One of the SpaceX engines came apart during launch

stcredzero · on Oct 8, 2012

> We know the engine did not explode, because we continued to receive data from it.

Uh, they say the engine did not explode. The failed engine shut down and vented gasses ruptured the engine fairing. How about someone change the inaccurate headline? "That smooth SpaceX launch? Turns out one of the engines exploded"

parfe · on Oct 8, 2012

How about a "spontaneous self-initiated partial disassembly event"?

I watched the video and don't see why a burst of flames and debris would not be described as an explosion, other than marketing.

jlgreco · on Oct 8, 2012

Ah yes, you have got to love rocket scientist terminology. The wikipedia page for the Vanguard rocket used to have an image of one of them exploding captioned with " Vanguard rocket undergoing rapid unplanned disassembly shortly after launch at Cape Canaveral".

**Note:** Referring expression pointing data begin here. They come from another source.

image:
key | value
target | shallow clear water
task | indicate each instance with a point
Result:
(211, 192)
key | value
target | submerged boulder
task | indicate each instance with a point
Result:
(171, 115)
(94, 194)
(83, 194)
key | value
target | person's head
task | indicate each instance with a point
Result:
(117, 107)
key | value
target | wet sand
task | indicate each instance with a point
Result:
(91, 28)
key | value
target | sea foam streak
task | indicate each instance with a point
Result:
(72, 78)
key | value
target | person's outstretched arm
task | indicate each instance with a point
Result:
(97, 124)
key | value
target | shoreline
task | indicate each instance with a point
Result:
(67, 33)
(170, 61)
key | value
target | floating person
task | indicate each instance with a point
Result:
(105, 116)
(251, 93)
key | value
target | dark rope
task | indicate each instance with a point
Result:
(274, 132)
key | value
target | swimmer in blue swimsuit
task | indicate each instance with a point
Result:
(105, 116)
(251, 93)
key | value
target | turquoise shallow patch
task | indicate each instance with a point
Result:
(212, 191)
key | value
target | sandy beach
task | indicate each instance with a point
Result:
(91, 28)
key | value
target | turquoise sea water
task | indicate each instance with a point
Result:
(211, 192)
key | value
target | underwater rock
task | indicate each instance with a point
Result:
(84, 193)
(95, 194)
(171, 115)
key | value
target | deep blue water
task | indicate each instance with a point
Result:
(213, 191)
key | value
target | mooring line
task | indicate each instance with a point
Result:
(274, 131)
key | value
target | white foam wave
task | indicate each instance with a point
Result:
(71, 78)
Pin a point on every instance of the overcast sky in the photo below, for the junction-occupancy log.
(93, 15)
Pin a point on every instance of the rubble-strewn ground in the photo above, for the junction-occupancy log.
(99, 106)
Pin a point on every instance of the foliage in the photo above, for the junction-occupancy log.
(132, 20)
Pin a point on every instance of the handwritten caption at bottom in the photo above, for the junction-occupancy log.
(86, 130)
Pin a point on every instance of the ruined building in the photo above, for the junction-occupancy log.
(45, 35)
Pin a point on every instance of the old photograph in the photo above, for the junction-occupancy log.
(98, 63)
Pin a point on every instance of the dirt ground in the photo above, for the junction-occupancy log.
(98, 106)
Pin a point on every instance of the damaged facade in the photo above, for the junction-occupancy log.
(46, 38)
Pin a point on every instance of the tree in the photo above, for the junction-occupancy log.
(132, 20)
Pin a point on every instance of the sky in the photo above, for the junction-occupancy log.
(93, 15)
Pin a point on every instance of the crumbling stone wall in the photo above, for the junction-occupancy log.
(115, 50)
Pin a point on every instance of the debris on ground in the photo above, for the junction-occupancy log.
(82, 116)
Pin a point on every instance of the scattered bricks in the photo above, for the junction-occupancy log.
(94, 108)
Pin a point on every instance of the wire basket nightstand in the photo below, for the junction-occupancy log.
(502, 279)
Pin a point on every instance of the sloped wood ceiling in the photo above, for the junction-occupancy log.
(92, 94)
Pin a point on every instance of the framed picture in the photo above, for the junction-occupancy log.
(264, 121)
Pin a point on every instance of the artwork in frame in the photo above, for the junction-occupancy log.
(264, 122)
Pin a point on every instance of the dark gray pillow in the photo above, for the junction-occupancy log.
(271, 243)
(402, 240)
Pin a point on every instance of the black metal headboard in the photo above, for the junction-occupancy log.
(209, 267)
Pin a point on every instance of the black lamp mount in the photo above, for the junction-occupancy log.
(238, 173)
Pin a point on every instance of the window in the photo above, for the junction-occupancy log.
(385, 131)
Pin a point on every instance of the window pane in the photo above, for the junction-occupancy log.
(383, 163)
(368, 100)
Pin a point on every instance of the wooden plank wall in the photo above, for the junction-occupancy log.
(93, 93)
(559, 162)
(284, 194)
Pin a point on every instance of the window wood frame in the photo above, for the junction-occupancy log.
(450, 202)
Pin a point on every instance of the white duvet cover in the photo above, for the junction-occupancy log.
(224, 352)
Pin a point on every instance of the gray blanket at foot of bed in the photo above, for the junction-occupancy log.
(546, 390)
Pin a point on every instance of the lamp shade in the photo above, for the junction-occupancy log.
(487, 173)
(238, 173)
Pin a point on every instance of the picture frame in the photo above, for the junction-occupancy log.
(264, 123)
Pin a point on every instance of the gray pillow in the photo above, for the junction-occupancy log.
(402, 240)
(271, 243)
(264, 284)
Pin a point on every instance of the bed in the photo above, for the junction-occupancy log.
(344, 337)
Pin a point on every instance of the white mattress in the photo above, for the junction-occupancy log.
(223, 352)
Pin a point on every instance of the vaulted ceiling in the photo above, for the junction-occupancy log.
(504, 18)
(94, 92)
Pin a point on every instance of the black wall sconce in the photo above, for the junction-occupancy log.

DannoHung · on Oct 8, 2012

Already corrected.

jlgreco · on Oct 8, 2012

Sadly yeah. Somebody changed it a few days ago; it was like that for a long while previously though.

stcredzero · on Oct 8, 2012

Yes, but the point is that the engine didn't explode. The fairing flew apart, not the engine. That's a big difference.

anovikov · on Oct 8, 2012

I don't know how do you come to conclusion that there was any kind of mechanical damage anywhere. There was most certainly none. The engine simply shut down, most probably because one of the many possible abort criteria happened, e.g. some of the controlled variables of engine, like pressure, flow, temperature of fluids/gases in many places, or turbopump RPM, etc. exited the permitted corridor of safety. It can be due to something as simple as a faulty sensor indicating a false reading, or the condition being too strict (both happened to SpaceX before). Then the engine was shut down, and the lower temp plume of the engine which being shut down appeared to you like 'smoke of explosion' on video.

I am in fact near certain that the engine remained mechanically fine after shutdown and nothing else exploded or was broken. They will figure this out for the next flight.

anovikov · on Oct 8, 2012

Yeah now i see from the slow-mo that the aerodynamic shell got ruptured, but it's no big deal, it's obviously not designed to handle any loads from INSIDE.

priv_acy · on Oct 8, 2012

They said the engine fairing ruptured. That is most definitely mechanical damage.

jlgreco · on Oct 8, 2012

If spacex says there is an engine fairing, I'm going to say there is one.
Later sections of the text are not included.